Conocí a Carli, Carlos Defeo, en el Sportivo Teatral, hace más de veinte años, cuando empecé a estudiar actuación. No puedo recordar cuándo ni de qué modo nos hicimos amigos pero sí que nos hicimos bastante amigos en esa época, lo que incluyó un viaje de mochileros por el norte argentino al que llegamos en el tren que va a Tucumán. Debido a esa amistad, también, en parte, y a que Gobernori ya tenía su nombre en el off, Carli aceptó venir a ensayar una obra que estaba escribiendo Santiago para nosotros, y que ensayábamos en el cuarto de Santiago en el PH de Caballito que compartíamos en ese momento. Esa obra se llamó Darío tiene momentos de soledad y la estrenamos en un Festival en el Centro Cultural Ricardo Rojas en el 2002, que curaban Rubén Szuchmacher y Alejandro Tantanian a través de una convocatoria. En ella actuábamos Valentina Liernur, Alejandro Berón Díaz, yo y, por supuesto, Carlos Defeo, que en ese momento tenía la friolera de 35 años y era para nosotros el grande del grupo. Carlos, Alejandro y yo hacíamos de una suerte de saltimbanquis o artistas circenses en fuga que íbamos a parar a la casa rutera del andrógino Santi que interpretaba Valentina.

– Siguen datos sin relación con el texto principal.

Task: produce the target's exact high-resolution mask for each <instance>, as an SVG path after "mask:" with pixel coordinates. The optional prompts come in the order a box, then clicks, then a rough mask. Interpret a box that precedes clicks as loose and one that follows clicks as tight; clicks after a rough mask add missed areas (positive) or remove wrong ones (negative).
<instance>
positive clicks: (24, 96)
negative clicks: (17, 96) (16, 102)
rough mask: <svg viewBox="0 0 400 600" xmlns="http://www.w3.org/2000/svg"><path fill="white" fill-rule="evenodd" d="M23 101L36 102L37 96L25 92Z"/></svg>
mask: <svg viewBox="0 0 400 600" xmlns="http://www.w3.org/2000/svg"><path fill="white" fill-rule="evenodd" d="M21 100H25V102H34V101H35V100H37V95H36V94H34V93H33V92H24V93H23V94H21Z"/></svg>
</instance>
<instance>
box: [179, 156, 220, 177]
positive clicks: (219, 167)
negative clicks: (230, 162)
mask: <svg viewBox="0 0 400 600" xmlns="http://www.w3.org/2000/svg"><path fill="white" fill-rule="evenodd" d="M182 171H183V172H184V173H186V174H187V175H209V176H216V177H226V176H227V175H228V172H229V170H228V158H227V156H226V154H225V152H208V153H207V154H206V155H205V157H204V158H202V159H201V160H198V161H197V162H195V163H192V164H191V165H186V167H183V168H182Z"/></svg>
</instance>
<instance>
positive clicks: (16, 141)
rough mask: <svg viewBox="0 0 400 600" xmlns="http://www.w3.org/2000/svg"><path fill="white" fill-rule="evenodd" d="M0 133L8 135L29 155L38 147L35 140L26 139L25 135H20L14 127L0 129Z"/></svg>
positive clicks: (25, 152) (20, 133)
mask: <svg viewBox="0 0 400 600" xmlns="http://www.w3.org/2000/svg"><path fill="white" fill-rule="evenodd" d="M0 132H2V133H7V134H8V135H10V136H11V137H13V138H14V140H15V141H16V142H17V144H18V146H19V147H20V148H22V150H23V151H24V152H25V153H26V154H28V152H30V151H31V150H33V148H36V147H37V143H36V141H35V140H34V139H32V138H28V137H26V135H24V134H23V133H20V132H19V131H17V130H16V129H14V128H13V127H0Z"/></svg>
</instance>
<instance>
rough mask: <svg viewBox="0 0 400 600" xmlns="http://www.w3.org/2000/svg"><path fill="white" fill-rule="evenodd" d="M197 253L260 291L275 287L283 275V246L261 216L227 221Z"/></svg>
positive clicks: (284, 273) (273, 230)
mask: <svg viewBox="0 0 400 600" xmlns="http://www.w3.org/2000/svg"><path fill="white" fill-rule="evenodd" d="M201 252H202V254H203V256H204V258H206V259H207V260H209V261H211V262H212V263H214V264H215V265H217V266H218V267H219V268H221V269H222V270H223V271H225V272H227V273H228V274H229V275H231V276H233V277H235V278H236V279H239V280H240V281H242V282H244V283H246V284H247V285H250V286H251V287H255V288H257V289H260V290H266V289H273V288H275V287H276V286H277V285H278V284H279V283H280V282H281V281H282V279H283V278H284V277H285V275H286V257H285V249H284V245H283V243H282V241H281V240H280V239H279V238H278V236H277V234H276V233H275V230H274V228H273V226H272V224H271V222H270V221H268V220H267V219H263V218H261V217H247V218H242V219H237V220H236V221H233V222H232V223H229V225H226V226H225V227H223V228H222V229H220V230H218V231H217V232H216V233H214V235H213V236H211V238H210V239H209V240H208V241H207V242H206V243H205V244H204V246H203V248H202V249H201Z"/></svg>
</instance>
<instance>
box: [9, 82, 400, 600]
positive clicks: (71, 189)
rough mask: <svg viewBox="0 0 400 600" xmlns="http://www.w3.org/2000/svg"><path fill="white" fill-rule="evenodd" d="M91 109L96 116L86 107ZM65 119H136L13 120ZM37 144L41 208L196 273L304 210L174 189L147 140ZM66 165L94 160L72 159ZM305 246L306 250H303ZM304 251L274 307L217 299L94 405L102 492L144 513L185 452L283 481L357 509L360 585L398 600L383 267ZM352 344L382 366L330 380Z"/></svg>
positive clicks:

Y en un momento llegaba el monólogo de Carlos, que era un poco meta, con un pie adentro y otro afuera, en el que entre otras cosas decía algo así como “Yo estudié con Fernández, yo no estoy para estas cosas”, que era un poco lo que le pasaba de verdad cuando ensayaba con nosotros en el cuarto del PH de Santiago. Así y todo lo hizo: no sólo la ensayó sino que también la estrenó con nosotros en ese Festival del Rojas 5, un festival y un sitio en el que pasaban cosas y en el que la mayoría de nosotros dimos nuestros primeros pasos, ya sea en las clases o en el escenario, en este tipo de convocatorias interesantes pero sobre todo abiertas.

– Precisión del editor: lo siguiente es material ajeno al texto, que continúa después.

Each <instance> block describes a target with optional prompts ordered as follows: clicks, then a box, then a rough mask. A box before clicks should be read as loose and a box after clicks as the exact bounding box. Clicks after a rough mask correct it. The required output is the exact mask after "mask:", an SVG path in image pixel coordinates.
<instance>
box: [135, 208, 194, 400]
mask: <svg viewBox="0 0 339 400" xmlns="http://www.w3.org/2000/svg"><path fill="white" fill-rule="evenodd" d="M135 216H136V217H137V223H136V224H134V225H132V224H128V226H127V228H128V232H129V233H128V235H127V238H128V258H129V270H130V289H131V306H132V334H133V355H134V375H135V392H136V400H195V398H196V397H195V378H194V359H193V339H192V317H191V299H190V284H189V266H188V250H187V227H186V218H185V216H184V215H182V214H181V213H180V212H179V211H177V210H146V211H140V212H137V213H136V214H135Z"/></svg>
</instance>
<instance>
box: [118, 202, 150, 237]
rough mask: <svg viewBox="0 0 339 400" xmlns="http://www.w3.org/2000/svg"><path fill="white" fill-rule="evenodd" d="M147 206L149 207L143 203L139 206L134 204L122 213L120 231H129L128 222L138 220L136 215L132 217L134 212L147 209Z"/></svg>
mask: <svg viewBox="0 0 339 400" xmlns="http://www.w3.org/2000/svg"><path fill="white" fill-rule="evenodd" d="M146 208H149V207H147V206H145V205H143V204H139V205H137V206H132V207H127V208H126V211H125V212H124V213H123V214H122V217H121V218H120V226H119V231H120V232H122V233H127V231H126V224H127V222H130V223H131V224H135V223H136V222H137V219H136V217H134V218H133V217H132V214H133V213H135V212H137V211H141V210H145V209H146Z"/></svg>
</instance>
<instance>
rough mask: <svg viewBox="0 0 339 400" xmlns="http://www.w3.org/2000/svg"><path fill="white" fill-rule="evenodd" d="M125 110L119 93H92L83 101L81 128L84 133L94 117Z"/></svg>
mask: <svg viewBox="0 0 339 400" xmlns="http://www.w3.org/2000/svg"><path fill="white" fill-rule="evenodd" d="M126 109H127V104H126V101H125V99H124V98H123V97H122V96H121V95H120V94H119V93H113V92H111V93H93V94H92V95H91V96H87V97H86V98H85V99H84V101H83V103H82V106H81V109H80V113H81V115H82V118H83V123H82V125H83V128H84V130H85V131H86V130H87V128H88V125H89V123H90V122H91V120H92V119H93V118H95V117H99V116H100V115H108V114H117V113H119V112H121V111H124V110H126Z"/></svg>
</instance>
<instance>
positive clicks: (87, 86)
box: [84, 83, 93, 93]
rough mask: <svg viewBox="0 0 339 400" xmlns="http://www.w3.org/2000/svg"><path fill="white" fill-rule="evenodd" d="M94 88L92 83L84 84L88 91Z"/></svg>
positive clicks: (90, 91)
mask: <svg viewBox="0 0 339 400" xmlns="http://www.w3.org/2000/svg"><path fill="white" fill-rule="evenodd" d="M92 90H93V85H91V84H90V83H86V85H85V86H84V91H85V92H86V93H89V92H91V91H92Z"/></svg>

El espíritu de búsqueda de Carlos en ese proceso, cuando nos doblaba en experiencia, ese arrojo de ponerse a ensayar con nosotros en una habitación, a veces enojado también, claro, consigo mismo sobre todo, por haberse metido en una con todos principiantes pero firme ahí de todos modos, ese amateurismo con fe quiero yo recordar de él, más allá de su carrera de antes y después, que la tuvo y muy buena, pero es en ese tipo de aprendizaje lateral que quería reparar, el de la generosidad de alguien que comparte su experiencia con otrxs para que puedan desplegarse, el de la fe del hacer con otrxs que es casi lo único, que no nos van a poder quitar.
LO QUE VIENE
Loreta y el ciborg. En marzo se estrena Testosterona, con dirección de Lorena Vega y Cristian Alarcón sobre testimonios del propio Alarcón, el director de la Revista Anfibia, quien a su vez estará en escena. Dicen ellos mismos acerca la de la obra: Testosterona es entonces una obra sobre las masculinidades, sobre el trauma -individual e histórico-. La pieza sobrevuela una pregunta: ¿somos cyborgs? Y se despliega una metáfora que va del género a la práctica y el pensamiento botánico desde Carlos Lineo a Alexander Von Humboldt. Testosterona es una mirada sobre lo no binario y una exploración sobre lo post humano. Acaso esté un poco conspirativa. Acaso en momentos de difusa o difícil lectura de la realidad, la respuesta al desconcierto esté una vez más, en la ficción, que en general proviene de un lugar menos especulativo y más transversal, esa ficción que pone a funcionar a la ciencia, y a todo lo demás.